Lectionary Year B
March 30, 2003
Numbers 21:4-9

Step III: Composition

A. Immediate Context

(JFC) Pre - Numbers 21:1-3 reports the nomads going by way of Atherim where the Canaanites were preparing to prevent their planned passage, except they prayed for God to lead them to capture some of them and destroy their villages and when God did so, they named the area, Hormah, meaning, "Destruction".

Post - The rest of Numbers 21 (verses 10-35) narrates their sojourn east of Moab, where the author(s) quote a poem from "The Book of the Wars of the Lord" and a song about an oasis, for they were short of water, again, evidently, for they then promised to leave undisturbed any fields or wells if the Amorites would let them pass through their land. However, King Sihon of the Amorites refused them passage so Israel defeated the towns and villages of the Ammonites. Then they sang a victory song and settled in the territory of the Amorites whose lands Moses also captured as God enabled him to do to Bashan, the next area as well. These accounts seem unrelated in subject matter, perhaps later added one to another.

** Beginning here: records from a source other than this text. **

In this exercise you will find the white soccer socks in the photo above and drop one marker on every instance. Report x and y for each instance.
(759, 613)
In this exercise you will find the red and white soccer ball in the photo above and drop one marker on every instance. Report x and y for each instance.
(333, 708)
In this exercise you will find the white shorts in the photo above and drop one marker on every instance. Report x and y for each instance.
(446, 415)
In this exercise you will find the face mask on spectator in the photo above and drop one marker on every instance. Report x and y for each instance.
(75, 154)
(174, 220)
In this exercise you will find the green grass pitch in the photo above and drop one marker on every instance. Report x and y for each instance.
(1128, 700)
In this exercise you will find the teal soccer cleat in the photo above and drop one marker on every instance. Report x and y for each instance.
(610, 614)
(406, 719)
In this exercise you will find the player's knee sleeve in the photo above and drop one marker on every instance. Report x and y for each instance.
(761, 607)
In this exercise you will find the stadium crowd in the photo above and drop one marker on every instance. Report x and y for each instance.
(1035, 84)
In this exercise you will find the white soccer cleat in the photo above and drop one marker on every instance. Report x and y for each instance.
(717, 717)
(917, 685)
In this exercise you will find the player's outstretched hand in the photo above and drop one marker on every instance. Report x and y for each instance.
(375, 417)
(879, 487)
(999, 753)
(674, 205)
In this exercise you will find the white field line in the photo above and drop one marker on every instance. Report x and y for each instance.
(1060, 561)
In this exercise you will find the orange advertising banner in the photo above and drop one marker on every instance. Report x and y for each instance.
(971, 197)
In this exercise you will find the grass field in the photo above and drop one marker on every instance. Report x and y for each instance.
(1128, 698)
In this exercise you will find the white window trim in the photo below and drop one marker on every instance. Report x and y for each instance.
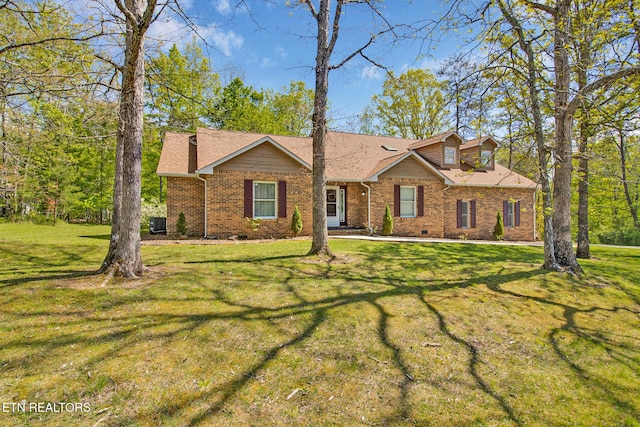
(444, 155)
(511, 213)
(489, 158)
(275, 199)
(414, 202)
(466, 216)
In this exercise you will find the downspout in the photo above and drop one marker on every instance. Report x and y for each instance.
(205, 203)
(535, 198)
(368, 205)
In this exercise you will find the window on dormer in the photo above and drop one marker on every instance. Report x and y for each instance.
(449, 155)
(485, 157)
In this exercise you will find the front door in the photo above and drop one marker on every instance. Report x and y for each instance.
(333, 206)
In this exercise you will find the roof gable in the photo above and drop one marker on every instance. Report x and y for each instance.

B. Organization of Compositional Whole

(JFC) The Book of Numbers got named so because of the census listings in chapters 1-4 and 26, the first 25 chapters of which "relate how the entire first Exodus generation, which murmured against God in the wilderness and refused to take the land, died off, except for Moses and the two faithful spies, Joshua and Caleb; (and) (2) chs. 26-36, beginning with another census, deal with a new generation that God led toward the promised land under Moses' leadership," as the Introduction to the Book in the NRSV states it. It narrates how the wilderness wanderers discovered God's providence after and during many complaints, power struggles by leaders and questioning who spoke for God. It tells of "the traditions of the Exodus and the Sinai covenant (that) became creative of and normative for the theology of the entire united federation of tribes that preceded the monarchy," as Harvey H. Guthrie, Jr., puts it in The Interpreter's One-Volume Commentary Of The Bible. Napier's Song of the Vineyard divides the Book into 3 parts: 1) 1:1-10:10, "Varied torah as part of the total Yahweh-Moses-Sinai law", 2) 10:11-20:13, "Traditions and torah of the wilderness period" and 3) 20:14-36:13, "Toward the land: from Kadesh to Moab". Another ordering appears in The New Westminster Dictionary of the Bible, which designates 10:11-21:35 as "On the way from Sinai . . ." As challenging as the trek was, the people seemingly were learning to trust God as Provider, Sustainer and Leader for life's inevitable trials yet to be faced. Some of the narratives of the travelogues get interrupted by stories of conflicts and victories of God's people, some decrees, rules, ordinances from God through Moses to the people and some are "cultic-ritual regulations", as Noth terms them in his OTL Commentary.

C. Issues of Authorship

(JFC) The earliest parts of the Book of Numbers seem, certainly, by most scholars to be of Priestly origin. Their lists of numbers, details of organizations of tribes and areas of encampments and much to do with religious experiences, duties and care of the sanctuaries occupy many sentences, paragraphs and conversations even with God, etc. It might be thought that many edicts recited, orally at first, later in written form, comprise a constitution-like document for Israel's relations to God, to each other and each other's tribes and to all other peoples they encounter as their future unfolds. Some, if not most, of the later chapters in the Book seem to come from J and E (including as early as 21:21-31, according to Noth's OTL) sources, given the 2 divine names used there and the beginnings of some mentioning of the conquest (of Canaan, the Promised Land) theme.